The article adds: “[Retiring ADL President Abe] Foxman attributes the persistence of anti-Semitism among African-Americans to denial of the problem and a dearth of black leaders speaking out against anti-Semitism. Among Latinos, the attitudes are seen as a holdover from Latin America, where traditional Catholic anti-Semitism persists and anti-Semitic attitudes are higher than in America. Once they acculturate to the United States, Latino anti-Semitism declines: Among first-generation immigrants, about 40 percent hold anti-Semitic attitudes; among those born here, the number falls to 20 percent. ”
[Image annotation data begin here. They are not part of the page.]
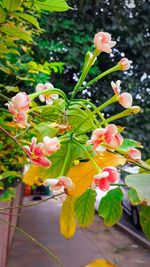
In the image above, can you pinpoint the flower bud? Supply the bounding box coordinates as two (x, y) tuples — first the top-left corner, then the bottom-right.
(131, 106), (141, 114)
(94, 32), (116, 53)
(119, 93), (133, 108)
(128, 148), (141, 160)
(118, 57), (130, 71)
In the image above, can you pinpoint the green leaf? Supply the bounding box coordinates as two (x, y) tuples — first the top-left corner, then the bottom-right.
(140, 206), (150, 242)
(139, 159), (150, 173)
(0, 171), (20, 180)
(34, 122), (58, 141)
(0, 7), (6, 23)
(125, 173), (150, 205)
(3, 0), (22, 11)
(34, 0), (70, 11)
(128, 188), (142, 205)
(98, 188), (123, 226)
(75, 189), (96, 228)
(15, 12), (40, 29)
(67, 105), (95, 133)
(119, 138), (143, 151)
(40, 141), (87, 179)
(0, 187), (16, 202)
(42, 105), (64, 123)
(1, 22), (32, 43)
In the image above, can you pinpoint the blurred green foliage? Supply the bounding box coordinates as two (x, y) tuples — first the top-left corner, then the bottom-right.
(33, 0), (150, 158)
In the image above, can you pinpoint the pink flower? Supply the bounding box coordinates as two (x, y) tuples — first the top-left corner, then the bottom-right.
(43, 176), (74, 191)
(87, 124), (123, 149)
(118, 57), (130, 71)
(94, 166), (119, 191)
(111, 80), (121, 95)
(13, 111), (28, 127)
(111, 80), (133, 108)
(94, 32), (116, 53)
(43, 136), (60, 155)
(36, 83), (58, 105)
(127, 148), (141, 160)
(119, 93), (133, 108)
(6, 92), (30, 114)
(24, 137), (51, 168)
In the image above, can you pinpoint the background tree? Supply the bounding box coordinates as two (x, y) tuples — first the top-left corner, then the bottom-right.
(33, 0), (150, 157)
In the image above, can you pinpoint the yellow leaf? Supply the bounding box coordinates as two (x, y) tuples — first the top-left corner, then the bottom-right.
(60, 196), (76, 239)
(94, 151), (126, 168)
(85, 259), (117, 267)
(22, 166), (43, 186)
(67, 151), (126, 196)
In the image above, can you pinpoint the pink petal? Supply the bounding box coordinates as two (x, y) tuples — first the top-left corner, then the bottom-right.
(128, 148), (141, 160)
(31, 157), (51, 168)
(109, 133), (123, 148)
(119, 93), (133, 108)
(103, 167), (119, 183)
(98, 178), (109, 191)
(35, 83), (45, 92)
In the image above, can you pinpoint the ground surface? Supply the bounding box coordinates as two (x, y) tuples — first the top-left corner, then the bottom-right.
(7, 198), (150, 267)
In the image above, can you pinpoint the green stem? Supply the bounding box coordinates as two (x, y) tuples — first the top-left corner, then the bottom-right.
(0, 127), (28, 155)
(69, 49), (100, 105)
(58, 142), (71, 177)
(99, 108), (137, 126)
(109, 184), (127, 186)
(79, 64), (120, 91)
(27, 105), (63, 113)
(0, 192), (64, 211)
(29, 88), (68, 103)
(74, 95), (118, 135)
(0, 218), (64, 267)
(78, 99), (107, 126)
(73, 140), (101, 173)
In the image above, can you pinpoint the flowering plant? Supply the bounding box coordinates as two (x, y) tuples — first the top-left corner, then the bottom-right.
(0, 32), (150, 245)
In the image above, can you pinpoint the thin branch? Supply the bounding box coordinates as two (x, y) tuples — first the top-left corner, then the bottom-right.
(0, 192), (64, 210)
(0, 127), (29, 156)
(0, 218), (64, 267)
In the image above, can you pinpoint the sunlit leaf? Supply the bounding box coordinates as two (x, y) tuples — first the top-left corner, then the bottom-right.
(22, 166), (42, 186)
(85, 259), (117, 267)
(125, 173), (150, 205)
(34, 0), (70, 11)
(60, 196), (76, 239)
(140, 206), (150, 239)
(98, 188), (123, 226)
(40, 141), (86, 181)
(1, 22), (32, 43)
(15, 12), (40, 29)
(128, 188), (142, 205)
(3, 0), (22, 11)
(0, 171), (20, 180)
(119, 138), (143, 151)
(75, 189), (96, 228)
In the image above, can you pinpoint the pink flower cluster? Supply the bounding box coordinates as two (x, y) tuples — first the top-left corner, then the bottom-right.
(87, 124), (123, 152)
(127, 147), (141, 161)
(94, 166), (119, 191)
(36, 83), (58, 105)
(6, 92), (30, 127)
(111, 80), (133, 108)
(23, 136), (60, 168)
(43, 176), (74, 191)
(118, 57), (130, 71)
(94, 32), (116, 53)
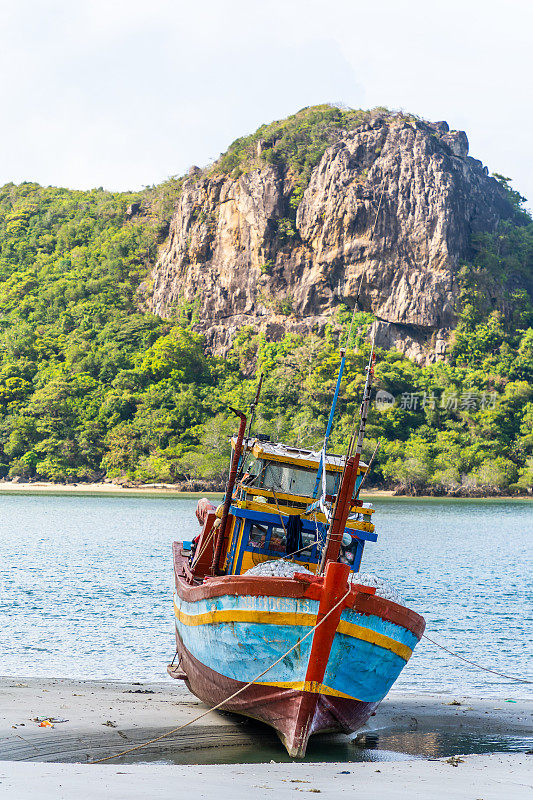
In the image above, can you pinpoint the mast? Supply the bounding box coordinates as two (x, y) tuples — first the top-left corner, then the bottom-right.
(313, 304), (359, 497)
(318, 338), (376, 574)
(211, 406), (246, 575)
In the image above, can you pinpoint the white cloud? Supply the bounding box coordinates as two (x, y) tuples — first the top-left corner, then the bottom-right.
(0, 0), (533, 197)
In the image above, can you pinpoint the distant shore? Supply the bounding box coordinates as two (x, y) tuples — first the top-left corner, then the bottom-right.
(0, 481), (533, 500)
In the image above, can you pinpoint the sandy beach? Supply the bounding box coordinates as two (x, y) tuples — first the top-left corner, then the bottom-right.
(0, 678), (533, 800)
(0, 481), (394, 497)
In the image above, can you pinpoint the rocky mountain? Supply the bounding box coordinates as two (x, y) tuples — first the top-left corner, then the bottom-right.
(148, 107), (514, 362)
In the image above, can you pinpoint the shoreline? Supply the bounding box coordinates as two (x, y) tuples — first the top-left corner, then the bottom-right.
(0, 677), (533, 764)
(0, 677), (533, 800)
(0, 481), (533, 501)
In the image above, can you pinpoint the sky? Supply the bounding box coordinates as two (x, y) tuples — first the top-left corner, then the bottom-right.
(0, 0), (533, 202)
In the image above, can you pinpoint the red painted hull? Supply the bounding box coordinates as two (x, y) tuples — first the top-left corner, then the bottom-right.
(169, 545), (425, 757)
(176, 634), (379, 758)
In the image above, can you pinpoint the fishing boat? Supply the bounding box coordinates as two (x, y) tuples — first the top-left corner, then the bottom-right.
(168, 338), (425, 757)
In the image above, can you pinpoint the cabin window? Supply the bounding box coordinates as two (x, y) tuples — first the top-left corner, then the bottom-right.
(261, 461), (339, 497)
(248, 524), (316, 561)
(248, 525), (269, 550)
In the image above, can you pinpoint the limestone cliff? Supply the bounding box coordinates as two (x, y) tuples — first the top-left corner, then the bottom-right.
(149, 107), (513, 361)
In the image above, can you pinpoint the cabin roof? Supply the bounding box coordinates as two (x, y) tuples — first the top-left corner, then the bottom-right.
(231, 437), (368, 472)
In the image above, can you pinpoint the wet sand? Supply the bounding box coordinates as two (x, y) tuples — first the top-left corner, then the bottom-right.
(0, 678), (533, 800)
(0, 755), (532, 800)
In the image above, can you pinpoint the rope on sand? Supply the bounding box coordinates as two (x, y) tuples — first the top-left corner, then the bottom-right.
(88, 587), (352, 764)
UPDATE: A reader points me to the most recent ADL survey, from 2013, which shows a lower rate of black (22%) and Latino (36% foreign-born, 14% native-born) anti-Semitism than the article states. The 2011 data comes closer to matching the author’s assertion, but the overall figure there was not 12% but 15% overall, and 29% (not over 30%) for African Americans and 42 and 20% for foreign and native-born Latinos, respectively. The rates for whites were 8% and 9% in 2013 and 2011. So I’m not sure if the author is looking at different data, or just got his facts wrong. Nevertheless, the basic point, that “entrenched anti-Semitic views” are far more common among African Americans and Latinos than among others, still holds.